O sétimo capítulo, “O boi em dois tempos: O bumba meu boi em Mário de Andrade e o bumbá de Parintins hoje”, apresenta a imagem do boi e seus elementos durante o festival de Parintins pela perspectiva de Mário de Andrade e a do festival. Apresentando a visão de Mário de Andrade no livro Danças dramáticas do Brasil, a autora comenta que, mesmo com as comparações de Mário com as outras danças folclóricas, o boi-bumbá se mantém único em estrutura para preservar o imaginário arcaico-histórico da população. Ela aponta que o autor se admirou da narrativa do boi, que para ele, apesar de simples, apresentava diversos elementos e recursos que lhe davam um ar mais majestoso. Em seguida, contextualizando o bumbá, é exposto, no capítulo, o festival que ocorre por três noites em Parintins, que foi remodelado e se distanciou do modelo nordestino que, conforme a autora, é sempre comparado.
O festival, atualmente, segue uma linha narrativa temática que é explorada por, em média, 80 minutos durante as três últimas noites de junho pelos dois bois.
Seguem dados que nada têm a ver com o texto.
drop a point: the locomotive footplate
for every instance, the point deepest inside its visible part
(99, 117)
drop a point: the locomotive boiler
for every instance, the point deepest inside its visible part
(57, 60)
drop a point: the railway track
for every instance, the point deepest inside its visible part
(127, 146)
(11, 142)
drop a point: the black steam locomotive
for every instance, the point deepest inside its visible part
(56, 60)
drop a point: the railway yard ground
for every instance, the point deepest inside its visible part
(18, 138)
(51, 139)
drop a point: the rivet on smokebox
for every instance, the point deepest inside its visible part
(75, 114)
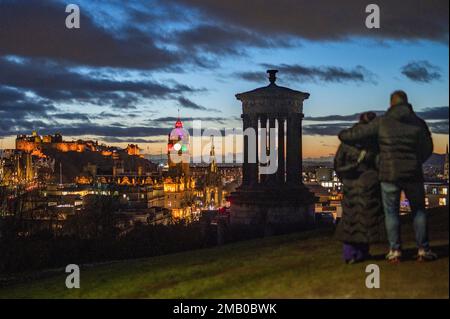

No fim do capítulo, a autora comenta que algumas vezes associam o festival de Parintins ao resgate dos valores tradicionais da região, porém ela deixa bem explicado que todos os anos o festival é renovado e contextualizado com o momento, revitalizando a festa e apresentando a cultura popular às novas gerações por meio das mais antigas.
O último capítulo, “O ritual e a brincadeira: rivalidade e afeição no bumbá de Parintins”, estuda a teatralização do ritual, ou seja, como ocorreu a transformação de um ritual para um ato dramatizado e um festival folclórico. A autora traz referências históricas de como antigamente os deuses desse povo eram cultuados em festivais, e como esse rito cultural se desenvolveu com o advento da modernidade. Ela comenta acerca da necessidade da rivalidade entre os bois e o quão importante é escolher entre um dos lados durante o festival, para que a experiência mágica de “brincar de boi” seja sentida em toda a sua amplitude. Por fim, apresenta ainda, a relação e as motivações entre as torcidas dos bois Garantido e Caprichoso, e a importância que elas têm para a formação do festival.